The letter also notes that in addition to interoperability, usability remains an issue that causes disruption in provider workflow and diverts resources away from patient care, noting that “vendors are limited from addressing these concerns as they focus on meeting increasingly complex certification requirements.”

Among its recommendations, the groups asked for HHS to recognize that the vendor community needs time to develop, test, and implement updates to meet new criteria and should be afforded that time “before continuing on with subsequent stages of the MU program. Testing and achievement of specific performance benchmarks should occur before providers are held accountable for any MU requirements.”

The letter comes as an advisory committee to the Office of the National Coordinator (ONC) is making a same-day recommendation that it delays or staggers meaningful use stage 3 to shift focus on achieving meaningful interoperability and addressing other infrastructure issues.

In its October 2014 report to Congress, the ONC acknowledged issues related to interoperability and other issues that are presenting a barrier for health IT to achieve potential.

“Despite progress in establishing standards and services to support health information exchange and interoperability, practice patterns have not changed to the point that health care providers share patient health information electronically across organizational, vendor, and geographic boundaries,” the report states. “Patient electronic health information needs to be available for appropriate use in solving major challenges, such as providing more effective care and informing and accelerating scientific research.”

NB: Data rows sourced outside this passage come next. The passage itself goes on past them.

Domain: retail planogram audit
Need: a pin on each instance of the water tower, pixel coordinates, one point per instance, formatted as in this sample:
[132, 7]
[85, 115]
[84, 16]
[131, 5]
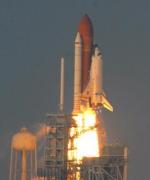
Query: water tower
[23, 165]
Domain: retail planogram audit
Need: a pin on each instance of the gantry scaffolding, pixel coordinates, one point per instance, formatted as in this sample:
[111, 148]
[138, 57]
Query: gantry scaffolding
[112, 165]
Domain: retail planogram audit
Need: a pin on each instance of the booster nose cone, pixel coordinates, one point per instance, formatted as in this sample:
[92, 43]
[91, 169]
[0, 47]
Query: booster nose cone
[97, 51]
[85, 27]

To that end, ONC released during an Oct. 15 advisory committee meeting some top-level aspects of its 10-year framework on how it will improve interoperability, which is scheduled to be formalized in March 2015.

According to draft materials, the roadmap calls for health care providers to be able to send, receive, find, and use a basic set of essential health information. By 2020, more granular information should be accessible across systems, which would lead to improved quality and reduced costs. By 2024, the interoperability vision, with systems communicating in full, will lead to a learning health system and facilitate ubiquitous precision medicine.

Separately, AMA in an Oct. 14 letter to CMS and ONC criticized the meaningful use program and offered a series of recommendations to fix it before movement to stage 3 of the program. The group wants to see more flexibility in requirements physicians need to meet requirements, expanding hardship exemptions for all stages, improving quality reporting, and addressing physician EHR usability challenges.

“Many of the MU requirements were designed to increase patient choice and quality of care,” the AMA writes. “Unfortunately, many of these requirements, especially those in the latter phases of the MU program, are having the opposite effect. Oftentimes the requirements decrease the efficiency of patient visits.”

AMA also called on CMS and ONC to “study the total cost of compliance with MU to understand the impact this program is having on practice.”